The Financial Times is adopting a digital first approach, as detailed yesterday in a memo from editor-in-chief Lionel Barber to staff, published in the Guardian. “We need to ensure that we are serving a digital platform first, and a newspaper second,” Barber wrote, inspired by a visit to Silicon Valley last year which, for him, “confirmed the speed of change.”
The memo focused on the importance of proactively adapting to the new digital age, at a time when 25% of the FT’s online traffic now comes from mobile. The FT will be launching new digital products and services, Barber said, such as a new Weekend FT app and “Fast FT” for markets.

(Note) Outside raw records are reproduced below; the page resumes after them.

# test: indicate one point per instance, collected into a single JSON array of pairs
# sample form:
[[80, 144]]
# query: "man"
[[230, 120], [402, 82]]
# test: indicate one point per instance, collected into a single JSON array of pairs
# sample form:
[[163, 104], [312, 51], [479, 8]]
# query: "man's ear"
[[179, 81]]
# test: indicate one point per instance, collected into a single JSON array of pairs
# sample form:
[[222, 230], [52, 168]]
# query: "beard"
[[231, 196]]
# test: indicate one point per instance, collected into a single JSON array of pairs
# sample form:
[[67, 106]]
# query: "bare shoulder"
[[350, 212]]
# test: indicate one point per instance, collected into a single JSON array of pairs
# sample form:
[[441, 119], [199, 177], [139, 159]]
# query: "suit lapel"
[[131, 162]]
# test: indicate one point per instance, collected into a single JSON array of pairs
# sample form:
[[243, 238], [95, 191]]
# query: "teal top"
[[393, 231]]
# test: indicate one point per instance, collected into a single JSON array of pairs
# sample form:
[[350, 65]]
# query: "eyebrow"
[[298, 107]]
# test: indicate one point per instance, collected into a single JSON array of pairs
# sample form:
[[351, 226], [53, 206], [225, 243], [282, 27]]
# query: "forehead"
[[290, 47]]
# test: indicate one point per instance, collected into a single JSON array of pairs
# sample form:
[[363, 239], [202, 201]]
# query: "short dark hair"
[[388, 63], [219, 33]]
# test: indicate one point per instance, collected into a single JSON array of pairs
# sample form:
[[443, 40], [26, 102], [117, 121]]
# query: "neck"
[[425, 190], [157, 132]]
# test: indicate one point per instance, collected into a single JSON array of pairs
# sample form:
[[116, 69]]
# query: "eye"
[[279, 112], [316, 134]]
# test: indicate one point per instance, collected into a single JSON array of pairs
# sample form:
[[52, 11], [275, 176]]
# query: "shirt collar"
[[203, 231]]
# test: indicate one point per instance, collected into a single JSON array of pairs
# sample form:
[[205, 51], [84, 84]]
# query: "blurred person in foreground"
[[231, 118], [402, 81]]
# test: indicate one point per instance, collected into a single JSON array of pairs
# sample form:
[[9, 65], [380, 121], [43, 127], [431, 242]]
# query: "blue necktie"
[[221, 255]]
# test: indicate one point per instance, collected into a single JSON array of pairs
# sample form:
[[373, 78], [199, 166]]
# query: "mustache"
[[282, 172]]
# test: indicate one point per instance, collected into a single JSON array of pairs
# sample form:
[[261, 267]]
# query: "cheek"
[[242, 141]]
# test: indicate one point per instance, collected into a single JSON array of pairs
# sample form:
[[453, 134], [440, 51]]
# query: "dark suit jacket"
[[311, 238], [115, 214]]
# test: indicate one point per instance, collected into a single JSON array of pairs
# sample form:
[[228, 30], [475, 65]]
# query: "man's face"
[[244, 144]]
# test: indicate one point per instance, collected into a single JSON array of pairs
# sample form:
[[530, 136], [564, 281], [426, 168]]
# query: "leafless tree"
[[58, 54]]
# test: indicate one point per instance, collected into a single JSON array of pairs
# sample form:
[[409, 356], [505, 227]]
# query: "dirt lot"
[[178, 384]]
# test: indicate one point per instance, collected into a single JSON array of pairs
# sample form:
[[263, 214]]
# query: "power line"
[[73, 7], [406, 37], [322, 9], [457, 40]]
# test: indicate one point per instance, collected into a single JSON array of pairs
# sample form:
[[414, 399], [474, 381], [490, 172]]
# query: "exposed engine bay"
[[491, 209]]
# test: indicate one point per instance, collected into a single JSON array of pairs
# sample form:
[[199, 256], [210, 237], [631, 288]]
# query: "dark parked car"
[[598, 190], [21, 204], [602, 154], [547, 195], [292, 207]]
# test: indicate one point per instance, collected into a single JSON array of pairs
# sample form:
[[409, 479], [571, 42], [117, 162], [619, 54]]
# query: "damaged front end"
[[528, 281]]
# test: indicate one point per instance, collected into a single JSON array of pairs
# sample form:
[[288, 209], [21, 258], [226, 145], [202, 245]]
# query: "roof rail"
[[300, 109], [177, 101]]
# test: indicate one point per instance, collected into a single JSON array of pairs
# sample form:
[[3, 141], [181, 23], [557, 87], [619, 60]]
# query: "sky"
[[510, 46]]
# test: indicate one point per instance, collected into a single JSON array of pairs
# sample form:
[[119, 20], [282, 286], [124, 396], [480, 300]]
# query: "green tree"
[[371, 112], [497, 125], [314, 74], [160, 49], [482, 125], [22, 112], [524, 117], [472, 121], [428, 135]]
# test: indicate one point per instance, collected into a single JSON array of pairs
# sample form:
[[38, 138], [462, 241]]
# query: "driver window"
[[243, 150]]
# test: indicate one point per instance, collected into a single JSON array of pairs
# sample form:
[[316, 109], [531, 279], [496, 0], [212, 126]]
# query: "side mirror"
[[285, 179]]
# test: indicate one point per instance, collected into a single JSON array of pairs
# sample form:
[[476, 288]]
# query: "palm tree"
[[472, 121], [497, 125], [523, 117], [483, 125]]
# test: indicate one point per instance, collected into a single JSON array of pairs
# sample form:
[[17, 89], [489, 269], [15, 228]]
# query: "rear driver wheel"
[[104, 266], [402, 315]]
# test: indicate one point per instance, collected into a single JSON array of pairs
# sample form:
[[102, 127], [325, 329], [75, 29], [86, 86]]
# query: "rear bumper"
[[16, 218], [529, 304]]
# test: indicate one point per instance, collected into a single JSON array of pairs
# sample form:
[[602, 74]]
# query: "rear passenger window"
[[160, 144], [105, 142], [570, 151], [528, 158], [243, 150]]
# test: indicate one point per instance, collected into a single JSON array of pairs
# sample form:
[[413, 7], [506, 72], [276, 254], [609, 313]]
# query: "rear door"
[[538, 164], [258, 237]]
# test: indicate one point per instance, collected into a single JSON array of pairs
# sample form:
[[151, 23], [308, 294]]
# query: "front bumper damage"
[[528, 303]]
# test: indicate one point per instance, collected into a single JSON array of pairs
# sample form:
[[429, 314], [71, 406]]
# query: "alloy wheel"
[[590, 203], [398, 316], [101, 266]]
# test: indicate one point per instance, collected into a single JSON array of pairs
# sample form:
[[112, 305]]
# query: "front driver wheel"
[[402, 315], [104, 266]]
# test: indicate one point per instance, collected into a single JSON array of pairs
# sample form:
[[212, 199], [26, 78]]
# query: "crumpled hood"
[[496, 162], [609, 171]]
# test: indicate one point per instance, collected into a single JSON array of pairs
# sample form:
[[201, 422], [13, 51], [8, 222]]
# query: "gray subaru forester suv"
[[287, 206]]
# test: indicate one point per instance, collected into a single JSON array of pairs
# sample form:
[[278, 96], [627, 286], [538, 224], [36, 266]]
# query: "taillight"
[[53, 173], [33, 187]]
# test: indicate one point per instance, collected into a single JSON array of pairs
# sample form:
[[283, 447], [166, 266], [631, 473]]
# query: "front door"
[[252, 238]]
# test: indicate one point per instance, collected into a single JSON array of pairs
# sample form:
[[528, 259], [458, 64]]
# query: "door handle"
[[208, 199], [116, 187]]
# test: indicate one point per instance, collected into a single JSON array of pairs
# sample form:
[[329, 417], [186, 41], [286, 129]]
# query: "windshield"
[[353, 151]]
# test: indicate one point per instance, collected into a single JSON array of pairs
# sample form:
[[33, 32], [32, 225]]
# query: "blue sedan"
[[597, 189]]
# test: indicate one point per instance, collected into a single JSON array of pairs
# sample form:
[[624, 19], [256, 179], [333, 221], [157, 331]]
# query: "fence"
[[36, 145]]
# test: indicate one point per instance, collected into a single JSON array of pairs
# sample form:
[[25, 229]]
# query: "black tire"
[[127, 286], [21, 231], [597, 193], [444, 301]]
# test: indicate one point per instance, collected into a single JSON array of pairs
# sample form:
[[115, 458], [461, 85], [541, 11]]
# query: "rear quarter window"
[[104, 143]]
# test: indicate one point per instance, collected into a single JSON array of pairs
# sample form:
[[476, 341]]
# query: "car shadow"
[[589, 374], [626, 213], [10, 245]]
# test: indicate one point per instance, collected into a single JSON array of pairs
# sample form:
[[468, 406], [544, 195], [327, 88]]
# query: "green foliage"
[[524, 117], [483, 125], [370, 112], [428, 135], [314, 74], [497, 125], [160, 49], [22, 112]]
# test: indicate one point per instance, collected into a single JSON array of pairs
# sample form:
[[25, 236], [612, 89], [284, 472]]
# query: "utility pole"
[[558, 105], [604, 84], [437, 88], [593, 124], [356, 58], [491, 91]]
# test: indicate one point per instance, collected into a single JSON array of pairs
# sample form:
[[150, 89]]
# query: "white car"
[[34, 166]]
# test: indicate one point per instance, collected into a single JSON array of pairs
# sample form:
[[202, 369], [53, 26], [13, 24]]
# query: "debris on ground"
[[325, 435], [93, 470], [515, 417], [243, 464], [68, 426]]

A key aspect of the changes is reducing the cost of producing a newspaper and subsequently increasing investments online. Some resources will be shifted from print to digital, and journalists will be trained “to operate to the best of their abilities,” Barber wrote. The paper is about to launch a voluntary redundancy scheme in an attempt to reduce costs by £1.6m this year. It plans to lose 35 of its current staff, while introducing 10 more digital jobs.
“We need to become content editors rather than page editors,” he said, emphasizing this essential change in mindset, while calling for all to “think harder about a more dynamic and inter-active form of FT journalism beyond the printed word.” It will be a "big cultural shift," he believes.